蝶は、再び青い花の上に止まった。女は剪定(せんてい)ばさみを取り出して、茎を切り取った。蝶は、今度は飛び立たなかった。女は目の高さまでそっと持ち上げると、もう一度、人になりたいかを尋ねた。蝶は誘われるままにうなずく。すると、意識が遠くなり、花弁の隙間に崩れ落ちていった。







 心を映す青い瞳が、鏡のように私を見つめている。


 私は気がつくと森の中にいた。ここがどこなのかわからない。どうしてここにいるのかも、わからない。前はもっとふわふわしていたような感覚があるのだけれど……その意識さえ、ぼんやりしている。
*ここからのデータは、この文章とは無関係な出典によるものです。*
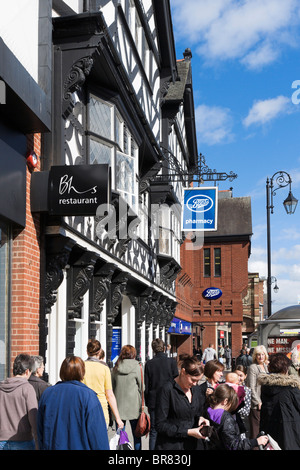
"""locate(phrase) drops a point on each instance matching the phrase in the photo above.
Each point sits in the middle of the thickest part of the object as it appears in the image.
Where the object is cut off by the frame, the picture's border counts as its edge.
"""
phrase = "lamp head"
(290, 203)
 しばらくして、私は喉の渇きを感じた。湖を見つけると、手で水をすくい、飲み込んだ。その時初めて自分の姿を見た。その瞳は青かった。なんの歴史もなく、なんの記憶もなく、なんの思慮のない、空っぽの瞳が、自分を見つめ返していた。


 誰だろう。


 そう私は思った。いや、これが自分なのだ。白いブラウスに、茶色のカーディガンを羽織っている、この自分が……? 首元には固く結ばれた紫色のチョーカーがついている。私はリボンの部分を触ってみたが、自分の手では、外せそうになかった。
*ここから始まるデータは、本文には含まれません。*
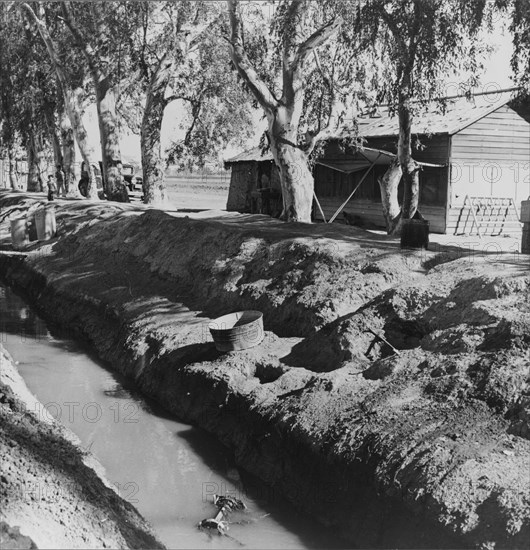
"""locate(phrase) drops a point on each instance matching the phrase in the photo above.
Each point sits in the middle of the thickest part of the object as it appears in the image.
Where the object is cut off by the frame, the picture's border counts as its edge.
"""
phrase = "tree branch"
(257, 86)
(80, 41)
(314, 41)
(50, 46)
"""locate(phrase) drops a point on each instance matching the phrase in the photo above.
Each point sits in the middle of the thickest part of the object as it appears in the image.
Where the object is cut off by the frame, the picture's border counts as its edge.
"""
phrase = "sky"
(496, 76)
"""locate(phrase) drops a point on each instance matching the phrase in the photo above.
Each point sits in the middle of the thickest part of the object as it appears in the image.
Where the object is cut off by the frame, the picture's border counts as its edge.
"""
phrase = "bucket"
(237, 331)
(415, 234)
(19, 233)
(45, 222)
(525, 211)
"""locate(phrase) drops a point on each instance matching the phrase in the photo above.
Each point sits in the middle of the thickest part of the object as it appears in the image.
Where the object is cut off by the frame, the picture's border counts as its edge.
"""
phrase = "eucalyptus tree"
(8, 133)
(519, 16)
(176, 54)
(28, 94)
(70, 74)
(165, 35)
(279, 83)
(98, 30)
(415, 44)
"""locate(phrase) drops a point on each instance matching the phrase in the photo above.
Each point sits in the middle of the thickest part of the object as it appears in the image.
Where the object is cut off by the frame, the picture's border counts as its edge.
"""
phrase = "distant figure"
(83, 184)
(52, 188)
(59, 177)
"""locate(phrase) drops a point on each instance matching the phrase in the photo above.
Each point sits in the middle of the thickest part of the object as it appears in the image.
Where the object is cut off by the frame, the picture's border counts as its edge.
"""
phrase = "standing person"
(59, 177)
(51, 187)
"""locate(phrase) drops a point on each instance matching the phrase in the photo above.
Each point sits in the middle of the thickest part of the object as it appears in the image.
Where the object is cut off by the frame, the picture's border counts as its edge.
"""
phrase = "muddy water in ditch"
(167, 469)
 目の前に、一羽のモンシロチョウが、ひらひらと横切った。


「ちょうちょさん、私は誰ですか?」


蝶は飛び去っていく。


 空を飛ぶ自由はあるのに、人になれる自由はない。


 なぜか、その言葉が頭の中に浮かんだ。


「でも人は、お空を飛べないようです」


私は青い空と、空を反射する湖を見た。両面に広がる青色を見ていると、この景色を独り占めしたい感覚に襲われた。
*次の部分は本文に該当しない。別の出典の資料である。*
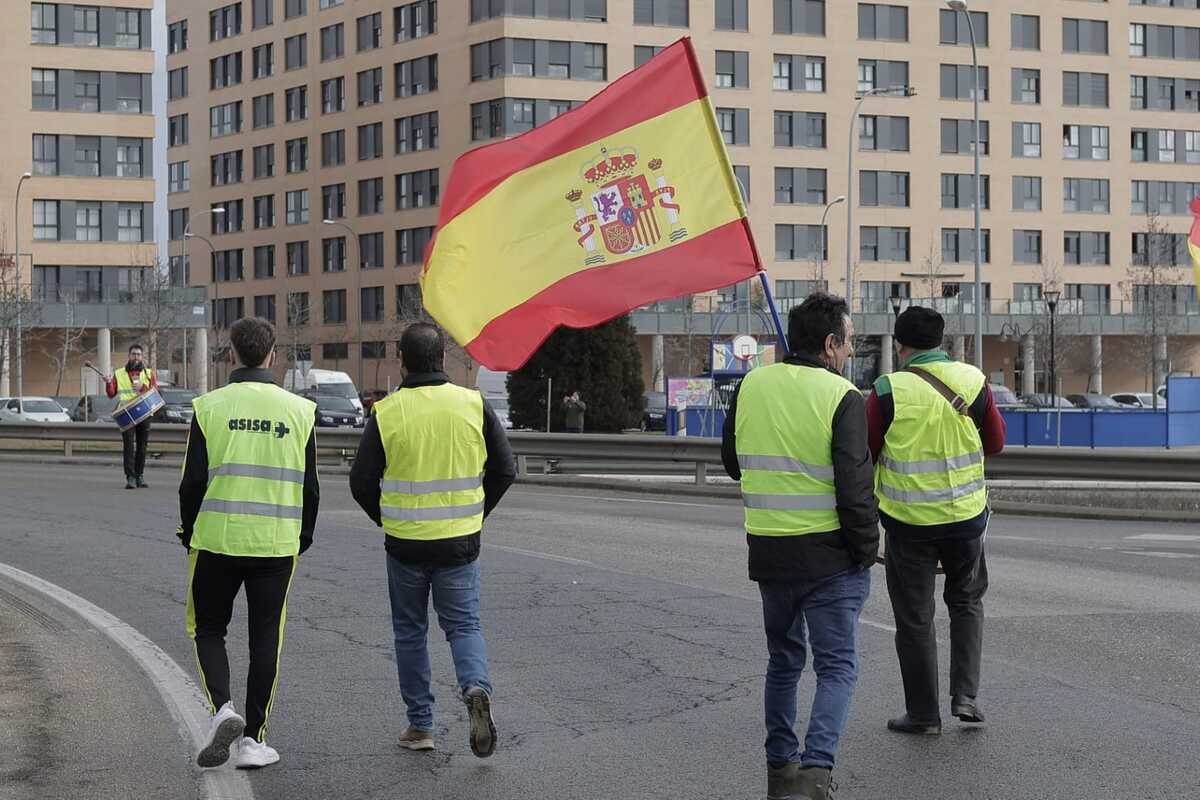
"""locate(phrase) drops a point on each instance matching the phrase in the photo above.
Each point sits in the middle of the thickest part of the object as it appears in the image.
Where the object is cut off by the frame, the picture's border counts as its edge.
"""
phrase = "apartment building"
(321, 131)
(79, 130)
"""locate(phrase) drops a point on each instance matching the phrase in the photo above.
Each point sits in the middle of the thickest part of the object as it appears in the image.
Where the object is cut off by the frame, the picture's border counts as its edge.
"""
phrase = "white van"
(323, 382)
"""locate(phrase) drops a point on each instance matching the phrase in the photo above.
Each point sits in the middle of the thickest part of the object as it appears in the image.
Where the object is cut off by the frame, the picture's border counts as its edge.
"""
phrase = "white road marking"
(1164, 537)
(180, 695)
(1162, 554)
 私は「何か」だったらしい。青さを独り占めしたかったらしい。そして、蝶の夢を見ていたらしい。


 蝶の夢……?


 疑問は雪のように溶け、土の中へと沈んでいく。


 私は森の中をさまよい歩いた。開けた場所に出たかと思うと、村があった。そのひとつに入ってみると、一人のおばあちゃんがいた。


「おやまあ、近所の子じゃないね」


おばあちゃんは驚いた様子だった。


「どこから来たのかい」


私は森をさし示した。おばあちゃんは私の身なりを見て、異国から来た子なのだろうと言った。時々ここにくる商人が、似たような服を売っているのだと話した。


「名前はなんて言うんだい」


私は答えられなかった。


「わかりません。気がつくと森の中にいました。蝶が飛ぶのを見ました。それから、ポケットに紙が入っているのを見つけました。でも、私は文字が読めないのです」


名前の代わりにそう答えて、黒いスカートのポケットに手をいれる。折りたたまれた紙を取り出して、手渡した。おばあちゃんは苦労しながら文章を読むと、私をじっと見つめた。


「何か、書いてあるのですか」


おばあちゃんは私の質問には答えなかった。紙を元に折りたたむと、


「それより、遠くから来てお腹が空いているでしょ、ご飯を用意してあげましょう」


と親切に言ってくれた。はちみつを小さじ2杯分入れた、甘粥をご馳走になった。